Grow Up and Blow Away
With my student track rapidly running out, it seem I can't avoid that age old question: "what do you want to be when you grow up?" When I was little, my response was "a pay-lady"--what I called cashiers. Pushing all those buttons at the cash register! Getting to take people's money! Seeing what everyone bought and getting to talk to them! It seemed so thrilling.
As I got a bit older, and the novelty of pressing buttons gradually wore off, my goals shifted. I can't remember having any other well-defined profession in mind, though. I mostly just pursued whatever interested me. So here I am, after a long road in school and science, in grad school. It can be easy to look back on your life path and impose some grand plan. We like to see order, even when it isn't completely there. (I've done this plenty of times in application essays, explaining all of my research experiences and education as if they were clearly motivated from a desire to achieve my current goal.) I've had inklings of bigger plans and interim goals, sure. But if I'm honest, much of my education and extra-curricular pursuits have been more motivated by what I was interested in at the moment than by a bigger "dream".
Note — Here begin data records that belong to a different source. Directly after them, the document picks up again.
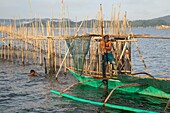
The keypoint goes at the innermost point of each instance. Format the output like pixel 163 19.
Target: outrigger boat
pixel 121 78
pixel 124 81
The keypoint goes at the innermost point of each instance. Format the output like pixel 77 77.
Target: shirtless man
pixel 107 56
pixel 33 73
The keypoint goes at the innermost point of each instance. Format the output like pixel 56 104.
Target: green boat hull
pixel 112 83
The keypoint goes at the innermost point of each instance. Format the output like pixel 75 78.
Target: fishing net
pixel 78 48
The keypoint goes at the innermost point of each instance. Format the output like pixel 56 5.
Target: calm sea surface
pixel 20 93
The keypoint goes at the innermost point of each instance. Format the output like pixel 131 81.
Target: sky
pixel 83 9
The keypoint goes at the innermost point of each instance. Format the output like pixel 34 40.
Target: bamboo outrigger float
pixel 88 70
pixel 125 80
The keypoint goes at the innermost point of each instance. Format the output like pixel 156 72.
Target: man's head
pixel 32 72
pixel 106 38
I did enter grad school with the idea of staying in academia. Though it was definitely more of a general notion than a well thought-out plan. I think it may have also been because it was the obvious path. It's what grad students do, I thought. I was never really fully aware of other options for people interested in science/research. I also only had vague notions of what academic science was like. As much as people like to pretend undergrad research experiences prepare people for graduate school and beyond, it's just not true. It's not something you can really understand until you've steeped yourself in it.
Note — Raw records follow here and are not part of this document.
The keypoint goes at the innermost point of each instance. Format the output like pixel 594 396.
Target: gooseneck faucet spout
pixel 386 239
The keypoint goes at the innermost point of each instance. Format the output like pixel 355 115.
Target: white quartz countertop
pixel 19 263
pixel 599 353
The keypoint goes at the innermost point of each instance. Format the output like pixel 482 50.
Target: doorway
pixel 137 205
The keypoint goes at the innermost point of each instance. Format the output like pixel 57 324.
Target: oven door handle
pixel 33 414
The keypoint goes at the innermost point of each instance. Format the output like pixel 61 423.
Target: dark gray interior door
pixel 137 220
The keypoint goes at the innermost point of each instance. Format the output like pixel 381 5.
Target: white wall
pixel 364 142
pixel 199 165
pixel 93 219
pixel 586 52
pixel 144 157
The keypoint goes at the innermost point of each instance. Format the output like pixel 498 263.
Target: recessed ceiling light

I have steeped. And I'm not convinced I want to stay in the water. As I mentioned in my previous post, the past few months or so have left a slightly bitter taste in my mouth with regards to academia. (I think I'll save those rants for another day.) I'm not completely soured, yet. But I'm concerned enough to realize that I really need to stop and finally think about my career path. I finally need to answer that question I've been avoiding since the age of 5. Are my current reservations about academia just passing resentment about some negative situations? Or is there something better out there for me?
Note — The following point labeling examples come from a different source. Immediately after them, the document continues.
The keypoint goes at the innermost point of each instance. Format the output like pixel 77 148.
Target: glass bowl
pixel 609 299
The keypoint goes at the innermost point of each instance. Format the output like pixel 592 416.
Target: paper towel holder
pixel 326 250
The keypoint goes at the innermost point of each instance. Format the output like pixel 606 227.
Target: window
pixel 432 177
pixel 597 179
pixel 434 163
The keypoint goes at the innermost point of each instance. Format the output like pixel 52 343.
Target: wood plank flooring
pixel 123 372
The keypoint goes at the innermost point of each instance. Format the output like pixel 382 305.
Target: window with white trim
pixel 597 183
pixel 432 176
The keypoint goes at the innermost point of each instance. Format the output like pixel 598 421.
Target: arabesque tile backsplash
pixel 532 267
That thought is overwhelming. Feeling like I have potential and options is simultaneously exciting and stressful. Particularly since making life decisions is not my strongest suit. I've been trying to narrow down the field a bit to make things less daunting. But that seems to require answering an exploding list of even harder questions: What are my best skills, and what do I enjoy doing the most? Do I want to be the big-shot, workaholic; or do I want a job that let's me have a real life outside of work? Am I driven more by passion/interest, or do I need my work to have a broader impact on society? Do I want to live in a particular place/area? etc. etc. And what of these qualities are a priority?
Sheesh, who knew being an "adult" would be so hard?
I've been seeking out as many career seminars as I can over these last few months, trying to get a sense of what other jobs are out there and what they're like. Slowly attempting to collect data and fill in some of the many many blanks. Some of the most consistent advice I've heard is to use internship and fellowship programs to explore. That seems reasonable, and it's something I'm seriously considering. Try different things, gain new experiences, and hone in on the ideal career. Shuffling around for a while could also take advantage of my relative freedom now, before I go and become a real adult with a family.
But in the back of my mind, I worry I'll just use internships to further put off answering The Question. But maybe that's ok for a while? I can delay being a real grown-up for a bit, right?